Sound financial management of corporation assets is among the most important of condo board responsibilities. Failing to provide financial reports to condo owners, in the form of audited financial statements, in a timely manner is a breach of trust which can lead to further problems.
Audited financial statements are to be provided no later than six months after the fiscal year is finished. They accompany the annual general meeting notice sent to owners. Statements include the auditors’ report, statement of financial position, statement of operations, reserve fund and cash flow reports. There is also a notes section providing additional details.
Many corporations find this annual reporting insufficient to convey a true picture of results. They may provide additional documents and explanations, and more frequent reporting with or without the aid of auditors or accountants. Typical is a short summary highlighting deviation from budget and major expenditures. Changes in budget projections, when conveyed in advance of year end, project a higher degree of awareness and competence.
Timeliness is essential. It fulfills legal obligations and instills trust. Six months should be more than adequate for a condo corporation to provide audited financial statements. Later delivery limits their usefulness, suggests internal problems and is a cause for concern. Rumours of financial difficulty or shenanigans, true or not, begin to circulate.
Once trust is damaged other problems follow.

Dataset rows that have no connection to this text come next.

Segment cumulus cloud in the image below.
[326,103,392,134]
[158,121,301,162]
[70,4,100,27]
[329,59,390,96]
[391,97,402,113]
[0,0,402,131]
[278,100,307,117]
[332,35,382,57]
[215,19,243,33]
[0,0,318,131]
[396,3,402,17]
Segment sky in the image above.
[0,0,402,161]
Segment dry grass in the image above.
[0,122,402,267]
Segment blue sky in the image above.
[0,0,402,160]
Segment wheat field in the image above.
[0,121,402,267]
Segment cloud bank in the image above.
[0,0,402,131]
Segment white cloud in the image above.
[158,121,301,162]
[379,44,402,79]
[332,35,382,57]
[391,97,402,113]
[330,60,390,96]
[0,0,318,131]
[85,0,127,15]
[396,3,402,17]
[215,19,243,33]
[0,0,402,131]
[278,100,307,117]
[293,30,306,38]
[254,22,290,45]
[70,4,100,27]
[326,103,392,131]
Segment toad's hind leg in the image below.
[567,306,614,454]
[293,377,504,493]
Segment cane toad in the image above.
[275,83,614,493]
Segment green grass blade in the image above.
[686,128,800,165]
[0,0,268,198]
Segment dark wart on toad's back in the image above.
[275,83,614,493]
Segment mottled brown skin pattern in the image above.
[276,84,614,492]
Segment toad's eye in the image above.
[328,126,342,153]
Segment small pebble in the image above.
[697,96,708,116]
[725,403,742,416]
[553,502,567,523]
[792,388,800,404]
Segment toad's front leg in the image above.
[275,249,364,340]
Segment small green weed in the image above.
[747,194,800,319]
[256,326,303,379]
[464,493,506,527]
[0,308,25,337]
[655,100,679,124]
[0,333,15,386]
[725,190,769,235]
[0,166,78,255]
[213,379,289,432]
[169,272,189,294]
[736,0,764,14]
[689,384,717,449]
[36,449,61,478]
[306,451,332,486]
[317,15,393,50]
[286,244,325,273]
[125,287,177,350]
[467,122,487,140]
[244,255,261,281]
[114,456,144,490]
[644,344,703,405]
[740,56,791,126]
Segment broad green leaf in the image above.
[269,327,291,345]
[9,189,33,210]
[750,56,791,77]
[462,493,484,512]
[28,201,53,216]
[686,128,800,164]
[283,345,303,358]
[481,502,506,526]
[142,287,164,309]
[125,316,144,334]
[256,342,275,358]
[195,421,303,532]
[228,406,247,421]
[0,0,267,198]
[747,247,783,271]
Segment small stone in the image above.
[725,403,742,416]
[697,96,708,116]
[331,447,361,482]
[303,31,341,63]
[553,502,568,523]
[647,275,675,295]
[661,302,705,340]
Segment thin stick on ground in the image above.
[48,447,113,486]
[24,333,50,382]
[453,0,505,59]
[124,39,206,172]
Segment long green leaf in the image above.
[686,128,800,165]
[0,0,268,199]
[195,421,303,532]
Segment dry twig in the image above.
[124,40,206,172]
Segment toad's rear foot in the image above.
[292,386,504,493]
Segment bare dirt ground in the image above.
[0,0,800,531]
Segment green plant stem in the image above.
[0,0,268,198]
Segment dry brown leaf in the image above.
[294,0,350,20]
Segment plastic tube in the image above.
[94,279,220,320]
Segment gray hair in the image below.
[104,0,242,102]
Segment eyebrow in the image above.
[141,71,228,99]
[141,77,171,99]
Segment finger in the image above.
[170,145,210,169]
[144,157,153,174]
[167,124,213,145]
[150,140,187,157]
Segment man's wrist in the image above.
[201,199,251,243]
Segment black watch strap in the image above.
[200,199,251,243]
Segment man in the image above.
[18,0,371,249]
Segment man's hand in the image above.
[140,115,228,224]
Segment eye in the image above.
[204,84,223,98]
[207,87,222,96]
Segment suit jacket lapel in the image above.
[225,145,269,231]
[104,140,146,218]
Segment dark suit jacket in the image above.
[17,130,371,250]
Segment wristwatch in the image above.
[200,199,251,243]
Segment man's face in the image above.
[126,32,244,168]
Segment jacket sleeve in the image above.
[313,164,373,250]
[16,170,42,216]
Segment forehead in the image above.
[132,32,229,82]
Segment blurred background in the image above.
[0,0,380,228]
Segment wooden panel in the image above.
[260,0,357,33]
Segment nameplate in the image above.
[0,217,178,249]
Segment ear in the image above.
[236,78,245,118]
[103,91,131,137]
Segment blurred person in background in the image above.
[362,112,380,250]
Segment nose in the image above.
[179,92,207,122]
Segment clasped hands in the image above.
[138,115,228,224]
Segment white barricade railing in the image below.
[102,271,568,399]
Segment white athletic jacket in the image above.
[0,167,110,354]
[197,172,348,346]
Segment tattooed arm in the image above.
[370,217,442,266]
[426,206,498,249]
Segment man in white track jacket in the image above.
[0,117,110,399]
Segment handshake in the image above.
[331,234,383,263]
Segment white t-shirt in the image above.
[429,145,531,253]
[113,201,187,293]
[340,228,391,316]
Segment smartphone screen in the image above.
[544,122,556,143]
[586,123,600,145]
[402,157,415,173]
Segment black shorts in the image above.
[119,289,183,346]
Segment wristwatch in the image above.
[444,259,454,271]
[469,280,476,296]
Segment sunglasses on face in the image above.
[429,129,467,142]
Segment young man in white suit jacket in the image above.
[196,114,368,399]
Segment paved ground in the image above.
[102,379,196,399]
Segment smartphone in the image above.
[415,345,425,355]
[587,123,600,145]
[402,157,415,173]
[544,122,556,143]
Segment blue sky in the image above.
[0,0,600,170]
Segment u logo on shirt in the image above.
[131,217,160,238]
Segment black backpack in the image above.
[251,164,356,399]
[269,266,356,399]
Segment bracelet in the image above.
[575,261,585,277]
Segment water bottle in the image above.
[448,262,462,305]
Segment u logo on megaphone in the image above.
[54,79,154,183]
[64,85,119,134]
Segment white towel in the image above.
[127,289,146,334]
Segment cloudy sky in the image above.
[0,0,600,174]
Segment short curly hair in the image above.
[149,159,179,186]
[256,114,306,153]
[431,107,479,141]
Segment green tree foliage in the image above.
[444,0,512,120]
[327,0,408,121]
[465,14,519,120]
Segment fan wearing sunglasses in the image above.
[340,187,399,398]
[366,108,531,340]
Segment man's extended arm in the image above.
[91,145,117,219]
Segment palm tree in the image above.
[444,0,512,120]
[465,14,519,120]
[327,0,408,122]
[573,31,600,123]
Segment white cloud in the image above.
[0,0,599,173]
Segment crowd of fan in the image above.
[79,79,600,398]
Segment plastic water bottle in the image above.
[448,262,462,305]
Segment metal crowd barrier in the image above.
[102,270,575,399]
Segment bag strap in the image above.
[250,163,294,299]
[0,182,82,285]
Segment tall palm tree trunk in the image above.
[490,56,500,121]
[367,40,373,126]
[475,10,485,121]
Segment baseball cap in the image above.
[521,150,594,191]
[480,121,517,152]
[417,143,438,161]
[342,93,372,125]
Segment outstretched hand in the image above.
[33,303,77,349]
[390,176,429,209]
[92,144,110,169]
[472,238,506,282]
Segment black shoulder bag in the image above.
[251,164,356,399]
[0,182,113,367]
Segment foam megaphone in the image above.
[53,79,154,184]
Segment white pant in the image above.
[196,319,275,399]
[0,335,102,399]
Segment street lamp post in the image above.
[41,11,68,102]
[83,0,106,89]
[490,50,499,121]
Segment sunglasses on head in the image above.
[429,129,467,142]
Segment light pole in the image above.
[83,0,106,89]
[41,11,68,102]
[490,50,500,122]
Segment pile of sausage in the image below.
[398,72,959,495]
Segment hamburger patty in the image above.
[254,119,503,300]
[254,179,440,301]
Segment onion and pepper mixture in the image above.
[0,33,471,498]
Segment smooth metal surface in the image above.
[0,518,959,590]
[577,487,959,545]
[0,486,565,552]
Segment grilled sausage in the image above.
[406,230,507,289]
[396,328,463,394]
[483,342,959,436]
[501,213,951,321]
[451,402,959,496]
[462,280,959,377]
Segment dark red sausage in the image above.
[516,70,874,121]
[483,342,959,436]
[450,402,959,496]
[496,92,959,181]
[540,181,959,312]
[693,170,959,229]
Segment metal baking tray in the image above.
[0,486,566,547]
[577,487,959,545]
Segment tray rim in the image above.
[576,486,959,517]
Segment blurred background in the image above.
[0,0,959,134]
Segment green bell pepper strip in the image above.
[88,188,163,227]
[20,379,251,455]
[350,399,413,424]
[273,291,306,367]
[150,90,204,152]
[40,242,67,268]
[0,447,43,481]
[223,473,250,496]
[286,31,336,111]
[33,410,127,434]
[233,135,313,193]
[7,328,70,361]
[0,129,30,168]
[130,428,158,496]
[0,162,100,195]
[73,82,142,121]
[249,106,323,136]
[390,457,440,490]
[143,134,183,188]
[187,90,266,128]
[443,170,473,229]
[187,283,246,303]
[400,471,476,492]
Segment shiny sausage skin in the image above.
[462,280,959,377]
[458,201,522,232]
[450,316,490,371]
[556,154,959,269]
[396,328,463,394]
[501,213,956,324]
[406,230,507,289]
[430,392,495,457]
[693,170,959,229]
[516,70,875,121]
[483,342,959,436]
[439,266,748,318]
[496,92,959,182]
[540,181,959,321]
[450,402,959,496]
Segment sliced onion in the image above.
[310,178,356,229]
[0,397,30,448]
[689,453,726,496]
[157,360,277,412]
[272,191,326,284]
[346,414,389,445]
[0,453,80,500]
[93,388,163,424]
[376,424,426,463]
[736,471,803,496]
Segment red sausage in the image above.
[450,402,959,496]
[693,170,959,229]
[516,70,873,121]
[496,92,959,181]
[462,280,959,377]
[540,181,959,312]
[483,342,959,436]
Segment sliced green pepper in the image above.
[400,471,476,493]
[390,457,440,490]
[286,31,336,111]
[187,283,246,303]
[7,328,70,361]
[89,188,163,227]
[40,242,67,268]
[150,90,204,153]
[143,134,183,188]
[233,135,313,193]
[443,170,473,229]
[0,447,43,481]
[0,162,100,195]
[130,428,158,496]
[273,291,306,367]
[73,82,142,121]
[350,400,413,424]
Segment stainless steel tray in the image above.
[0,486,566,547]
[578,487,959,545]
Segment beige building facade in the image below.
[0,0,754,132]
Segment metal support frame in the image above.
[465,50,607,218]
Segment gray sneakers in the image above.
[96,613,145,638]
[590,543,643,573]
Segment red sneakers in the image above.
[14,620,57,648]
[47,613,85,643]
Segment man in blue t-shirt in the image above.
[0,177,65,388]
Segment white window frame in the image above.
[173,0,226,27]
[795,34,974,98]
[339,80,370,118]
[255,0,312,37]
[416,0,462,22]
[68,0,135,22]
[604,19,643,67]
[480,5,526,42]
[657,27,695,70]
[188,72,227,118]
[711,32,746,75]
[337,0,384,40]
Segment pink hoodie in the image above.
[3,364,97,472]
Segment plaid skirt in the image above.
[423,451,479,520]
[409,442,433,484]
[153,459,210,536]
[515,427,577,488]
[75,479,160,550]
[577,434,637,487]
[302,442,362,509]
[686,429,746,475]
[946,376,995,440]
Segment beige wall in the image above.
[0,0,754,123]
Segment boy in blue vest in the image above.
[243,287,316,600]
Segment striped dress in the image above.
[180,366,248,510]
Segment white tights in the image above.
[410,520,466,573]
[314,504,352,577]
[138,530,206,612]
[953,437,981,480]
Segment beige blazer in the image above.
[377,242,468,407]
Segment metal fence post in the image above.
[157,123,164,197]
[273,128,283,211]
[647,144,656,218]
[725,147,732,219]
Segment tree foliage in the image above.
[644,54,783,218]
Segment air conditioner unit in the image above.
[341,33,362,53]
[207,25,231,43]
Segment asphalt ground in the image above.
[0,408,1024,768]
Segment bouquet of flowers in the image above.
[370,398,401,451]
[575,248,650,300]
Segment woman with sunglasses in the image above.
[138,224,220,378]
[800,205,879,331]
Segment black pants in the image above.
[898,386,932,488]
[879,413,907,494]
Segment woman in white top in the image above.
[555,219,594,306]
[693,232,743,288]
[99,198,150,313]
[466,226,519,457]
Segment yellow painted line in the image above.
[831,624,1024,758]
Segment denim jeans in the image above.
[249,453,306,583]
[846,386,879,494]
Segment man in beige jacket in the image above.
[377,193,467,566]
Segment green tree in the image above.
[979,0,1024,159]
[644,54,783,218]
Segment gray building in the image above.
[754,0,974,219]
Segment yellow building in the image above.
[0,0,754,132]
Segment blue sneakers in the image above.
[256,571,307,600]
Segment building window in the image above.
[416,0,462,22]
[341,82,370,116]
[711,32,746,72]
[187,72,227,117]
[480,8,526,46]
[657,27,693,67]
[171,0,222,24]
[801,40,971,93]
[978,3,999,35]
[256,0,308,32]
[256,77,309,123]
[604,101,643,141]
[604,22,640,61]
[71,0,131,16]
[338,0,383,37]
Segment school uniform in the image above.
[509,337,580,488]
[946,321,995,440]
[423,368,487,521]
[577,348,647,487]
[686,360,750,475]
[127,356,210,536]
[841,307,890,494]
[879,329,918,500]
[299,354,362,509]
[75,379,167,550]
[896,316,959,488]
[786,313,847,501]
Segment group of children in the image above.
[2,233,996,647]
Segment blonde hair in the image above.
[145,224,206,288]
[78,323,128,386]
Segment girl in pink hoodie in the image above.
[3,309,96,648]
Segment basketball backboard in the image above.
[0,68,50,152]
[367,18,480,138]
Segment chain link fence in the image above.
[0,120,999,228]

Condo owners may seek to sell their property before perceived financial difficulties become more widely known and home values decline. Any increase in condo fees, or special assessment, is likely to be more closely investigated. Board decisions receive greater scrutiny. Owner meetings and comments become more contentious.
The condo board is no longer trusted if they fail in the fundamental task of financial transparency. There is an ongoing expectation that financial matters will be disclosed in accordance with past practice and regulations. A lack of credibility ensues when this same board seeks to enforce condo rules among residents or implement other initiatives. No level of communication is sufficient to make up for failure to inform owners how their money is being utilized in an open and timely manner.
Financial transparency creates trust. Maintaining this trust should be a priority for all condo boards.